25 October 2017

Google Summer of Code 2017 Mentor Summit

I attended the GSoC 2017 Mentor Summit - Photo! It was an enjoyable event, and a good learning experience.

The Google Summer of Code 2017 Mentor Summit ran from Oct 13th to the 15th, at Google’s Sunnyvale campus. It was held as an "Unconference", so most of the sessions were pretty ad-hoc.

On Saturday morning I ran into a couple of ex-colleagues, attending the summit on behalf of the Performance Co-Pilot project. We took the opportunity to start the conference with a monitoring BoF, which focussed on some of the current upstream PCP challenges, such as bulk archive analysis and caching (with Redis). We had a quick look at the PCP cifs.ko monitoring agent, where I raised concerns about it only supporting the SMB1 /proc/fs/cifs/Stats format. My preference would be to in future move the cifs.ko stats into per-metric files nested under per-mount/session sysfs directories, to make the stats easier to parse programatically.

I attended quite a few other interesting talks, covering Computer Vision/AI, Linux/ChromeOS (Grant Grundler), Crypto Currencies, and fuzzing. The libfuzzy talk, held by Kostya Serebryany, was probably the most relevant to Samba. Kostya walked through the list of FOSS projects which are automatically tested as part of Google’s oss-fuzz program, and described the breakdown of bugs discovered (hundreds of potential security vulnerabilities). Most of the material can be found at https://testing.googleblog.com/2017/05/oss-fuzz-five-months-later-and.html . As a GSoC participant, Samba is in a position to receive GCE backed automated fuzz testing. It should just be a matter of ensuring that Samba can be built with LLVM/Clang, identifying target APIs, and submitting a request via https://github.com/google/oss-fuzz#accepting-new-projects .

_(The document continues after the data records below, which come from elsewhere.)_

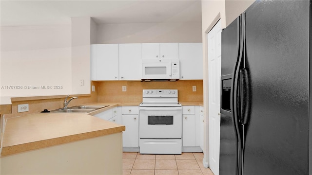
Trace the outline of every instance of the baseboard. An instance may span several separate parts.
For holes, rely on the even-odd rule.
[[[123,152],[140,152],[139,147],[122,147],[122,151]]]
[[[208,168],[208,162],[205,161],[204,158],[203,158],[203,165],[204,165],[204,167],[206,168]]]
[[[182,153],[202,153],[203,150],[201,150],[199,146],[182,146]]]

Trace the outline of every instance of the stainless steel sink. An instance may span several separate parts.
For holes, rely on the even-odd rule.
[[[67,108],[61,108],[53,110],[51,112],[82,112],[88,113],[100,109],[103,107],[109,106],[109,105],[77,105],[73,107],[69,107]]]
[[[88,113],[95,110],[95,109],[60,109],[52,111],[52,112],[82,112]]]
[[[101,108],[107,107],[108,105],[77,105],[73,107],[71,107],[71,109],[98,109]]]

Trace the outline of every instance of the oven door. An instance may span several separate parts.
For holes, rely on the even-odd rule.
[[[140,107],[140,139],[181,139],[181,107]]]

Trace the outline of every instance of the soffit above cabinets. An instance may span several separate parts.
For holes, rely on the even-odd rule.
[[[70,25],[71,18],[98,24],[201,22],[201,2],[192,0],[1,0],[1,26]]]

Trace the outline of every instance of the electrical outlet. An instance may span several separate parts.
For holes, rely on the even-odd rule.
[[[27,112],[29,111],[28,104],[18,105],[18,112]]]
[[[196,86],[193,86],[193,92],[196,92]]]
[[[127,91],[127,86],[122,86],[122,91],[123,92]]]
[[[80,81],[79,81],[79,85],[80,85],[80,86],[83,86],[83,80],[80,80]]]

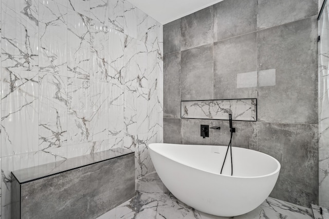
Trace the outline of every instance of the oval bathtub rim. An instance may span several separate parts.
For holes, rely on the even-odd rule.
[[[280,170],[281,169],[281,165],[280,164],[280,162],[279,162],[279,161],[277,159],[276,159],[275,158],[272,157],[271,156],[269,155],[268,154],[265,154],[264,153],[261,152],[260,151],[255,151],[255,150],[251,150],[251,149],[246,149],[246,148],[243,148],[233,147],[233,148],[239,148],[239,149],[243,149],[243,150],[248,150],[253,151],[254,151],[255,152],[257,152],[257,153],[260,153],[263,154],[268,156],[268,157],[269,157],[271,159],[274,159],[274,160],[276,162],[277,164],[278,165],[278,167],[277,168],[276,170],[275,171],[273,171],[273,172],[272,172],[271,173],[269,173],[268,174],[266,174],[266,175],[262,175],[261,176],[230,176],[229,175],[223,175],[223,174],[221,174],[220,173],[213,173],[213,172],[207,171],[206,171],[206,170],[201,170],[200,169],[196,168],[195,167],[191,167],[191,166],[186,165],[185,165],[184,163],[182,163],[181,162],[179,162],[179,161],[178,161],[177,160],[174,160],[173,159],[170,158],[168,156],[165,156],[164,155],[162,154],[162,153],[156,152],[153,149],[151,148],[151,147],[150,147],[150,145],[152,146],[152,145],[153,145],[153,144],[156,145],[156,144],[174,144],[174,145],[194,145],[194,146],[210,146],[210,147],[212,147],[212,146],[215,146],[215,147],[216,147],[216,146],[227,147],[227,146],[210,145],[208,145],[208,144],[202,145],[200,145],[200,144],[173,144],[173,143],[151,143],[149,144],[149,145],[148,146],[148,148],[149,149],[151,150],[152,151],[154,151],[155,153],[156,153],[160,155],[161,156],[166,157],[167,159],[169,159],[170,160],[171,160],[173,161],[174,162],[175,162],[176,163],[179,163],[179,164],[180,164],[181,165],[184,165],[184,166],[185,166],[186,167],[188,167],[189,168],[194,169],[195,170],[198,170],[199,171],[205,172],[206,173],[210,173],[210,174],[212,174],[218,175],[222,176],[223,176],[223,177],[232,177],[232,178],[246,178],[246,179],[249,179],[249,178],[250,179],[254,179],[254,178],[263,178],[263,177],[267,177],[267,176],[272,176],[272,175],[276,174],[278,172],[280,172]]]

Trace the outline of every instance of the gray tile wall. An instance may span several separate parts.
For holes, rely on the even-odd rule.
[[[227,121],[180,119],[178,100],[257,98],[258,121],[234,121],[233,145],[280,161],[271,197],[317,203],[317,13],[315,0],[224,0],[164,25],[164,142],[229,141]],[[254,85],[237,86],[245,73]],[[203,139],[201,124],[222,128]]]

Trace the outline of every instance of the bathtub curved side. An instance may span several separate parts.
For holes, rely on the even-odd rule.
[[[200,211],[222,216],[247,213],[268,196],[279,172],[261,177],[232,177],[203,171],[180,163],[149,148],[154,167],[170,192]]]

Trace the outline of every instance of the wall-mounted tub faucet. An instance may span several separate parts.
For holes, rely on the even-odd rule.
[[[208,125],[201,125],[200,128],[200,136],[202,136],[203,138],[209,137],[209,126]]]
[[[230,122],[230,132],[231,133],[235,132],[235,128],[233,128],[232,125],[232,114],[228,115],[228,120]]]

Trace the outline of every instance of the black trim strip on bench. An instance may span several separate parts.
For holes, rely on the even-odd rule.
[[[106,159],[105,159],[105,160],[100,160],[100,161],[97,161],[97,162],[93,162],[93,163],[89,163],[89,164],[87,164],[87,165],[83,165],[83,166],[79,166],[79,167],[75,167],[75,168],[74,168],[70,169],[69,169],[69,170],[64,170],[64,171],[61,171],[61,172],[59,172],[58,173],[53,173],[53,174],[52,174],[47,175],[46,175],[46,176],[42,176],[42,177],[41,177],[35,178],[35,179],[30,179],[30,180],[29,180],[26,181],[24,181],[24,182],[21,182],[18,180],[18,179],[17,178],[17,177],[16,177],[16,176],[15,176],[15,175],[14,175],[14,174],[13,174],[12,172],[11,172],[11,175],[13,175],[13,176],[14,176],[14,177],[15,177],[15,178],[17,180],[17,181],[19,182],[19,184],[20,184],[20,185],[23,185],[23,184],[26,184],[26,183],[30,182],[33,181],[35,181],[35,180],[39,180],[39,179],[43,179],[44,178],[47,178],[47,177],[49,177],[49,176],[54,176],[54,175],[55,175],[59,174],[60,174],[60,173],[65,173],[65,172],[70,171],[71,170],[76,170],[76,169],[79,169],[79,168],[81,168],[85,167],[87,167],[87,166],[90,166],[90,165],[94,165],[94,164],[98,163],[100,163],[100,162],[101,162],[106,161],[107,161],[107,160],[111,160],[111,159],[112,159],[117,158],[120,157],[122,157],[122,156],[125,156],[125,155],[130,155],[130,154],[134,154],[134,153],[135,153],[135,152],[130,152],[130,153],[127,153],[127,154],[122,154],[122,155],[117,156],[116,156],[116,157],[112,157],[112,158],[111,158]]]

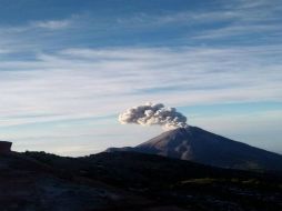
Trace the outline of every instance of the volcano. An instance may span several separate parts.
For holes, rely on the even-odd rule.
[[[198,127],[178,128],[134,148],[110,148],[107,151],[135,151],[228,169],[282,171],[281,154]]]

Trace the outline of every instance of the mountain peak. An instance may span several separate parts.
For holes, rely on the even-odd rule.
[[[282,170],[282,155],[233,141],[198,127],[165,131],[122,151],[164,155],[232,169]]]

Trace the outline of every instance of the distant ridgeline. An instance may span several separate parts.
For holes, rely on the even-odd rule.
[[[9,153],[11,152],[12,142],[9,141],[0,141],[0,153]]]

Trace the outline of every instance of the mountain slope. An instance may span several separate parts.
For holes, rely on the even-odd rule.
[[[108,151],[117,151],[110,149]],[[282,155],[233,141],[197,127],[179,128],[118,151],[137,151],[203,164],[252,170],[282,170]]]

I gave a quick presentation on rapid testing of cifs.ko against Samba from source (similar to https://youtu.be/XTEGe0lG3yc). Not many attendees, but still got some good questions at the end.

In the hallway track, I spoke with Ton Roosendaal about a few issues that he’d been seeing regarding macOS SMB clients against Samba. A few questions came in about cross-share server-side copy, which I was gladly able to answer. On Sunday, we had a get together for Software Freedom Conservency member projects. After introductions, we discussed upcoming events, and fund raising challenges; the SFC are ramping up for an end of year fund raising drive.

[I would like to thank Google for paying for my travel to the event.]